2.1 Late 19th century

The opening of houses for visitors developed through the 19th century, initially from a form of reciprocal hospitality and then towards a more philanthropic venture (Tinniswood 1998, 138-40). Through the 18th and 19th centuries, great houses were available for gentle-folk to visit, as described in Pride and Prejudice in 1813, when Elizabeth Bennet visits Pemberley. Elizabeth was not unfamiliar with house visiting. 'She must own that she was tired of great houses; after going over so many, she really had no pleasure in fine carpets or satin curtains'. The group was escorted by the household staff. 'When all of the house that was open to general inspection had been seen, they returned downstairs, and taking leave of the housekeeper, they were consigned over to the gardener, who met them at the hall door' (Austen 1993 edition, 162-7). Hampton Court opened to the public without charge in 1838 (Evans 2000, 55). This marked the start of the breakdown of the strict social rules dictating who could and could not visit such a building, and led to a national debate about the role of historic buildings, and the suitability of 'the masses' visiting them (Tinniswood 1998, 138-47). Concern was expressed that objects within Hampton Court might be damaged by drunkards going through (Tinniswood 1998). A reviewer in The Gentleman's Magazine commented in 1840 that the Reform Bill passed to make Hampton Court a free attraction 'has given encouragement to the busy, meddling, swaggering, vulgar insolence of the low-born bully', who 'is not content unless he can, and he will, imprint his hoofs upon its [Hampton Court's] polished floors' (Tinniswood 1998, 141).

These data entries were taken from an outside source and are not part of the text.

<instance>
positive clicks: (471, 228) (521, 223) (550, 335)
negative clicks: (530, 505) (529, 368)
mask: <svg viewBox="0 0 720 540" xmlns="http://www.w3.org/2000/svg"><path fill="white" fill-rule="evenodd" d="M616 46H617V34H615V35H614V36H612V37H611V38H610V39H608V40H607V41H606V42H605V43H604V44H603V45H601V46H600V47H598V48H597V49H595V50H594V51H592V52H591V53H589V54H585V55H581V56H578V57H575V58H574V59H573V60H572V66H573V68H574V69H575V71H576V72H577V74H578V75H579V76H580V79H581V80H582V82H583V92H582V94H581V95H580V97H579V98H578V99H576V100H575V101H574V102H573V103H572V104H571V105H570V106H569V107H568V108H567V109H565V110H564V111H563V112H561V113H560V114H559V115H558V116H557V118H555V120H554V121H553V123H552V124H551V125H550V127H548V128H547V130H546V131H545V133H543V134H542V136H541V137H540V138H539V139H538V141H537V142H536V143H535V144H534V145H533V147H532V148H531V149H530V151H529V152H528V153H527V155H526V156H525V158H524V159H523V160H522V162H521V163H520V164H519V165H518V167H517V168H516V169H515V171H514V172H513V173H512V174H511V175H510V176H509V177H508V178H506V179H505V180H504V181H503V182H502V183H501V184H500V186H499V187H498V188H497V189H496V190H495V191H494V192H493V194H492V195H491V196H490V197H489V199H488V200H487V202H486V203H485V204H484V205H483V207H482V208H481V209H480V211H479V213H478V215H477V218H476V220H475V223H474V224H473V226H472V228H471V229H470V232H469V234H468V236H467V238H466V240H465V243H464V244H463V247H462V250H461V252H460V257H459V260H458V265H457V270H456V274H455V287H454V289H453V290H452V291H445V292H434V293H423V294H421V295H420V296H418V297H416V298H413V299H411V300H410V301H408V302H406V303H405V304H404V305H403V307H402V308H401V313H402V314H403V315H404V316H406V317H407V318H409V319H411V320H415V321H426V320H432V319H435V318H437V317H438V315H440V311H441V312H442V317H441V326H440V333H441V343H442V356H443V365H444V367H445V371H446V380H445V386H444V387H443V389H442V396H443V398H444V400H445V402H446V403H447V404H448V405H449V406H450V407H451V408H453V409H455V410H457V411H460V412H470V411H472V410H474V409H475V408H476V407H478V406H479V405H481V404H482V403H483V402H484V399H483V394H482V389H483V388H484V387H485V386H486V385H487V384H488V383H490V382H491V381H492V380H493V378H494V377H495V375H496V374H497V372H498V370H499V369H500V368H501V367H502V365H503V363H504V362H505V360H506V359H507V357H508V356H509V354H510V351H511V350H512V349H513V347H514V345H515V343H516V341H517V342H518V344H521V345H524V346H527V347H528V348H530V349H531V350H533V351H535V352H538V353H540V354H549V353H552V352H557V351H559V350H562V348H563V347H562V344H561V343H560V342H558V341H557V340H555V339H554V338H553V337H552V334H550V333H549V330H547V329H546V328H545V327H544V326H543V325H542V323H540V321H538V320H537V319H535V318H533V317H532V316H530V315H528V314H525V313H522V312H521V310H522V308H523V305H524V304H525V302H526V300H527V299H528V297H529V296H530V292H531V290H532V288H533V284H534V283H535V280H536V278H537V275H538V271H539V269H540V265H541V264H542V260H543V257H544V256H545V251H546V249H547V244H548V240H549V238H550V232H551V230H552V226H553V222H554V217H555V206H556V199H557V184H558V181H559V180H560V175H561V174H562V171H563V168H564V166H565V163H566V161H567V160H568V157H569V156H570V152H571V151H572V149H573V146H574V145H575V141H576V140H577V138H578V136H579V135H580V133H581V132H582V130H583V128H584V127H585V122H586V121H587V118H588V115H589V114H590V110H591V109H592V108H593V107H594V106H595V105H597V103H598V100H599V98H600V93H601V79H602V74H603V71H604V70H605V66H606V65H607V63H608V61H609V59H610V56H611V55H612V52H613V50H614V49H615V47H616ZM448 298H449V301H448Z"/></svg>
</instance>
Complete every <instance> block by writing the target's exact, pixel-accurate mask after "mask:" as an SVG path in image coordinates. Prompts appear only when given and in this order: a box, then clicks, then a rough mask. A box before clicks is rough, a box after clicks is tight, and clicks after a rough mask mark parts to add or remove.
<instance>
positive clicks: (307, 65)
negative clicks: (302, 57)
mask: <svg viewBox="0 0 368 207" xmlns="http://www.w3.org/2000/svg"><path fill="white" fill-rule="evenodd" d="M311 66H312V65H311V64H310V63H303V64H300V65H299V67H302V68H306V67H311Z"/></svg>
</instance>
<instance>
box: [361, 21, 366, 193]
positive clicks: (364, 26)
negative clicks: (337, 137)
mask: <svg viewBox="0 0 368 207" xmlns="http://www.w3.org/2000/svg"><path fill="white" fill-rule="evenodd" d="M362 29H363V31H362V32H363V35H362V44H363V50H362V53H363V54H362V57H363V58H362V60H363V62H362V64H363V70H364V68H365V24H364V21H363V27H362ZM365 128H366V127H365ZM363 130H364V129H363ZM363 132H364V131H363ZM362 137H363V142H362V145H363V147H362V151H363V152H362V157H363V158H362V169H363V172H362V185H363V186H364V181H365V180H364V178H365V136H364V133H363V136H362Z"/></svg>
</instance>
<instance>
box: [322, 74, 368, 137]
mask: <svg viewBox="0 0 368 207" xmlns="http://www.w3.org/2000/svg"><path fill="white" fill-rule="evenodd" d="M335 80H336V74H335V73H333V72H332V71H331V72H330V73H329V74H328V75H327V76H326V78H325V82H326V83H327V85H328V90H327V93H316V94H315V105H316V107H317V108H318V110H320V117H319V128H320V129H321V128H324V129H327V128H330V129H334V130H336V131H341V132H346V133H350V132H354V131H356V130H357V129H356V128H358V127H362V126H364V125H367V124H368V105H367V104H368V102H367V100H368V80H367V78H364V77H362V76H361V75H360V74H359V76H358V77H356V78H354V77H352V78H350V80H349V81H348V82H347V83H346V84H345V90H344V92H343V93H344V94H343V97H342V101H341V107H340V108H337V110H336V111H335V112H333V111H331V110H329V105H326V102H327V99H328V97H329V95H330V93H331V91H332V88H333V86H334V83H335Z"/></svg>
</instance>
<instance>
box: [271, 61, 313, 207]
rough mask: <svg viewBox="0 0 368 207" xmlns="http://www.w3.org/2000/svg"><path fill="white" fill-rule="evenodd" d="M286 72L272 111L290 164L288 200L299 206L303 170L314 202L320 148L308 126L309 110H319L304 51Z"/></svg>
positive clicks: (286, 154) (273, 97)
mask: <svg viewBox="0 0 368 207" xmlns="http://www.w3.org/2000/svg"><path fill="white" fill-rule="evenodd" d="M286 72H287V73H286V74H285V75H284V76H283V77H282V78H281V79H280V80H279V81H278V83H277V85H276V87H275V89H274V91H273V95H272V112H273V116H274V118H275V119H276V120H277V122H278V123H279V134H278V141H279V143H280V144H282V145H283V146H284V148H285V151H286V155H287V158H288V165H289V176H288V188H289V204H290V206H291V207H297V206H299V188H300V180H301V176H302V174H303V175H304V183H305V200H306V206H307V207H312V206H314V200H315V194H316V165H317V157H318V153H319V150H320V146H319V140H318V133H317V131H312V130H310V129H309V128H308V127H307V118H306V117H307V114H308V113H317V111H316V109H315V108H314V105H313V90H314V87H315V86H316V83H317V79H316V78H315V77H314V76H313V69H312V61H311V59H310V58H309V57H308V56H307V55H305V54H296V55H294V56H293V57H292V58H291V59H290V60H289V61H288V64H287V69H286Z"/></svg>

In time, owners of historic houses saw the commercial potential of charging entrance fees for people to visit their homes, and raising money to run the household and preserve the buildings became a driving force in the opening of houses to the public. At Hampton Court in the 1830s admission charges were making a significant contribution, paying the housekeeper's wage (Tinniswood 1998, 139). In some cases strategies were employed to increase visitor figures and therefore income: in the early 19th century Penshurst Place ran coach journeys three times a week from London to bring tourists (Tinniswood 1998, 126).

The late 19th century saw the beginning of reconstruction work aimed specifically at the presentation of houses to the public. The Arts and Crafts and conservation movements of the late 19th century started to react to the alterations being made to historic houses for private and public usage, and the formation of the Society for the Protection of Ancient Buildings (SPAB) in 1877 marks a formalisation of conservation philosophy. This grew from the philosophies of the Arts and Crafts movement, who valued traditional skills, truth to materials and honesty in construction (Muthesius 1979). The desire to preserve the historic fabric of houses built using traditional techniques was entirely consistent with these ideas.

Figure 6  Figure 7

Figure 6: The garden and rear of Alfriston Clergy House © NTPL/Andrew Butler. Alfriston Clergy House. The Tye, Alfriston. 01323 870001.
Figure 7: Tile repair at Montacute, Somerset

From this period until the First World War a wide range of approaches was used, but in many cases this period represented the first use of reconstruction to alter a building with presentation to the public as an aim, reflecting the move to opening of public museums in this era (Tinniswood 1998, 139-58). Many examples of buildings reconstructed in this period show an interest in the earlier phases of structure. This was the case, for example at Alfriston Clergy House in Sussex, the first building acquired by the National Trust, where a first floor that had been inserted into the Hall in the post-medieval period was removed in the mid-1890s (NT ACH 1 and SPAB ACH 1). The building is now set in a recreated kitchen garden (Fig. 6). From this early period in historic house reconstruction for display to the public, the SPAB guided philosophy and provided practical ideas (SPAB 1877). For example, their suggestion of using tile in repairs to make modern insertions obvious was taken up at Montacute in Somerset in the 1930s (Fig. 7) (Philip Venning, SPAB, pers. comm.).

Figure 8

Figure 8: Stoneacre with sections added from North Bore Place, Kent

Private individuals were less affected by the guidelines of the SPAB, and some buildings that later became heritage sites underwent radical work in this period, such as at Stoneacre in Kent, where another building, North Bore Place, was moved to the site, and two sections of it added to different parts of the original building (Fig. 8 shows the original Stoneacre in the foreground and the square-panelled North Bore beyond) (Anon 2001, 2-7). Similarly, at Great Dixter Lutyens, one of the foremost conservation architects of his day, added sections of another house, Beneden, and new sections to create the building seen today (Emery 2006, 340).